Penjualan smartphone yang dibuat di India mengalami pertumbuhan yang signifikan pada tahun 2025. Menurut Counterpoint, ekspor smartphone buatan India telah melonjak hingga 28%, yang menyumbang hampir sepertiga dari unit produksi India.
Perusahaan Electronics Manufacturing Services (EMS) yang berbasis di India, Dixon, telah memimpin dengan pangsa pasar 19% dan pertumbuhan tahunan sebesar 89%, yang juga didorong berkat meningkatnya jumlah pesanan dari Motorola, realme, dan Xiaomi.
Perusahaan EMS India lainnya, Bhagwati Products Limited (BPL), masuk dalam lima besar pangsa pengiriman smartphone dengan pangsa pasar 9% yang merupakan berkat dukungan dari permintaan produksi dari vivo, OPPO, dan realme.
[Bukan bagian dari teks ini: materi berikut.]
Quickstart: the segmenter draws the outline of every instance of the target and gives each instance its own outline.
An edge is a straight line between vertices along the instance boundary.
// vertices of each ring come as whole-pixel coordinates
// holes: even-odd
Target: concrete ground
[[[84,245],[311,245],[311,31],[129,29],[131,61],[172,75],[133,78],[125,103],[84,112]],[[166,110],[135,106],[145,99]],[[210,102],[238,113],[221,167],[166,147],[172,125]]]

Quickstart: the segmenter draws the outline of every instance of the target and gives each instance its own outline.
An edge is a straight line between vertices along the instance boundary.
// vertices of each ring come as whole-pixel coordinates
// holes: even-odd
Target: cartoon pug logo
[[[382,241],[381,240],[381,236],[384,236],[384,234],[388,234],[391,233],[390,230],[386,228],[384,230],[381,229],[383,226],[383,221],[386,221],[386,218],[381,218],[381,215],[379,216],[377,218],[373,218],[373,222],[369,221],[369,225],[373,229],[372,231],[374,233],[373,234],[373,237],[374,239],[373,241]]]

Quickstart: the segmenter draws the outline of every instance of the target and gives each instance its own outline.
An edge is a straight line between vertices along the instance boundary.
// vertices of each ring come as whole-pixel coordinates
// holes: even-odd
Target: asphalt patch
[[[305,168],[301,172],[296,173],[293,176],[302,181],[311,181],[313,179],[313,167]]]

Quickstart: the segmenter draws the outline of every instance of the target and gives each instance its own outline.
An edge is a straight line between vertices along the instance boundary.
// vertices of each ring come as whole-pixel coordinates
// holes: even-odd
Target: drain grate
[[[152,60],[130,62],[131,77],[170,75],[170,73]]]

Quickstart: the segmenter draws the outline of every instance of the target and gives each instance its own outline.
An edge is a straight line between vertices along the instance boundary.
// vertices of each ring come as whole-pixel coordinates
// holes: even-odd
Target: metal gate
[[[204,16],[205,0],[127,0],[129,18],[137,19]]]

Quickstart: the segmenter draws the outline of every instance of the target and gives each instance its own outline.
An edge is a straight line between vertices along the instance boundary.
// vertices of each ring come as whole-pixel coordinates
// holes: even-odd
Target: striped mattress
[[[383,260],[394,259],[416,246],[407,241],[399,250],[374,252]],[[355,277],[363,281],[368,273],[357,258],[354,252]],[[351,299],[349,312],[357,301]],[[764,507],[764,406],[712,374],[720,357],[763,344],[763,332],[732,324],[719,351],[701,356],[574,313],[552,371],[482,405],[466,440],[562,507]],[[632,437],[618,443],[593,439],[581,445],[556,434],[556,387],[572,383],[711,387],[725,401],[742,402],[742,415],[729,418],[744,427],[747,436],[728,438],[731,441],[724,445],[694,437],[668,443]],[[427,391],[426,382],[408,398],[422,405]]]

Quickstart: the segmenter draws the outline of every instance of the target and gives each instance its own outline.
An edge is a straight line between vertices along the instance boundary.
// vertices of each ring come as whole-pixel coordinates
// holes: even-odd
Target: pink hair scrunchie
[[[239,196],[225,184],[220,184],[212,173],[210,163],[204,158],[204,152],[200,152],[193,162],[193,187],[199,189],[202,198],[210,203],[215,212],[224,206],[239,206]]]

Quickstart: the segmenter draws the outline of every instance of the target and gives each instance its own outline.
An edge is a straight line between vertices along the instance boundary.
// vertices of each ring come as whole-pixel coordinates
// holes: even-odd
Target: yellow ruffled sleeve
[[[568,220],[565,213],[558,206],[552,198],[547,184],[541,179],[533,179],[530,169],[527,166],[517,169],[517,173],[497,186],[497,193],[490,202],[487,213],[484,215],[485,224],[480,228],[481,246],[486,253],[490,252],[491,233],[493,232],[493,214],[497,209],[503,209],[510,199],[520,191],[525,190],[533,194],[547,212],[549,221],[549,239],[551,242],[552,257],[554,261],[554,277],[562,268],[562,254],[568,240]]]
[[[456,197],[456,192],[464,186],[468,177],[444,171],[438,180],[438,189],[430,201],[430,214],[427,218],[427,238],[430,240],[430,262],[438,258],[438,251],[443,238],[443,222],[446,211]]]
Setelah Dixon, terdapat Samsung yang masih menunjukkan kekuatan internalnya dengan pangsa pasar 18% dan pertumbuhan 4% dari tahun ke tahun.

Foxconn yang merupakan produksi utama Apple, memiliki pertumbuhan hingga 40% dari tahun ke tahun dengan pangsa pengiriman 16%, yang sebagian besar didukung oleh peningkatan ekspor sebesar 48%. Vivo sendiri berada di posisi keempat dengan pangsa 10% dan juga mulai melakukan outsourcing produksi dari BPL, di samping manufaktur internal yang kuat.
Manufaktur ponsel di India mengalami momentum positif tahun lalu, tetapi tidak bisa dipungkiri bahwa tantangan di masa depan juga semakin meningkat, seperti misalnya krisis memori yang masih berlangsung akibat permintaan komputasi AI yang melunjak, hingga krisis yang terjadi akibat konflik perang Iran-AS. Para analis menyebutkan bahwa diversifikasi di luar ponsel pintar ke tablet dan laptop akan menjadi kunci untuk mengatasi tantangan ini.